Arguments for personal privacy outside one’s home take several forms. Utilitarian reasons include separating business and pleasure, preventing identity theft, fear of an enemy or criminal ‘using’ data, and simple modesty. Civil liberties advocates cite Fourth Amendment protections “of the people to be secure in their persons, houses, papers, and effects,” protections that are traditional bulwarks against an intruding state, although Google is a private company.
Collected Info Without Consent
In April 23, 2010, privacy officials in Germany accused Google of capturing private information from WiFi networks, citing evidence Street View cars were collecting passwords, e-mails, and other personal data transmitted over wireless networks from unsuspecting people. Google denied the charge of collecting ‘payload’ (that is, personal) information.
German authorities subsequently demanded an audit of Google's data, whereupon Google disclosed it had “inadvertently” collected bits and pieces of payload data since 2007. The company immediately ceased doing so within Germany.
In the summer of 2010, a report from Canadian privacy officials revealed data collected by Google included full emails and passwords, usernames, home addresses, and phone numbers. In October the company admitted the quantity and completeness of data was greater than previously stated. Again, Google insisted the info-gathering, conducted internationally over a period of two to three years, was inadvertent, and it promised to delete the data.
‘Slap on the Wrist’
Several national governments are questioning Google's innocence. The Czech Republic has banned Google from taking more images, and Germany and Italy require opt-out measures for people from the mapping process. French authorities have pulled over Street View cars to ensure they no longer collect personal data. Britain recently concluded Google had violated United Kingdom privacy law. T the European Union announced plans to enact stronger Internet rules.
Compared to their European counterparts, U.S. authorities have been muted. The Federal Trade Commission closed its Street Car investigation this past October after Google promised to delete information collected by Street Cars, designate a director of privacy, and providing enhanced privacy training for employees, Speculation abounds regarding why the FTC ceased its investigation.
The National Legal and Policy Center claims Google was let off with a wrist-slap because of close ties to the Obama administration.

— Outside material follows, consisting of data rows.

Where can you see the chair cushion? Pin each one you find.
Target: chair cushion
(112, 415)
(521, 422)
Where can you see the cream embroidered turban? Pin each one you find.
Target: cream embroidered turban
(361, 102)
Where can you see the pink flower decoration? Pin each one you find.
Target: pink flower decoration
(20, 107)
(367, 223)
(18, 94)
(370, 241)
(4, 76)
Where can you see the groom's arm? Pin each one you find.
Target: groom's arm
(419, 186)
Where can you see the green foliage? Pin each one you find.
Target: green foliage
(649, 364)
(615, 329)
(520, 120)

The NLPC points to Google CEO Schmidt's endorsement of Obama in 2008, several former Google employees currently employed by the administration, and a $30,000 per person fundraiser for Obama held by Google executive Marissa Mayer at her home shortly before the investigation closed.
Others point to Google's explicit partnerships with the federal government. The July 28, 2010 issue of Wired magazine, for example, featured a story linking Google and Central Intelligence Agency Web monitoring activity.
The Federal Communications Commission is currently examining whether Google violated the Federal Wiretap Act and the Communications Act by intercepting radio communications without authorization. In addition, the Energy and Commerce Committee of the U.S. House of Representatives—now under Republican control—may investigate whether the FTC granted special considerations to Google.
Schmidt has exacerbated the tension with certain public comments. He recently retracted a remark made during an October CNN appearance in which he claimed people who disliked being included in Google's mapping should simply move.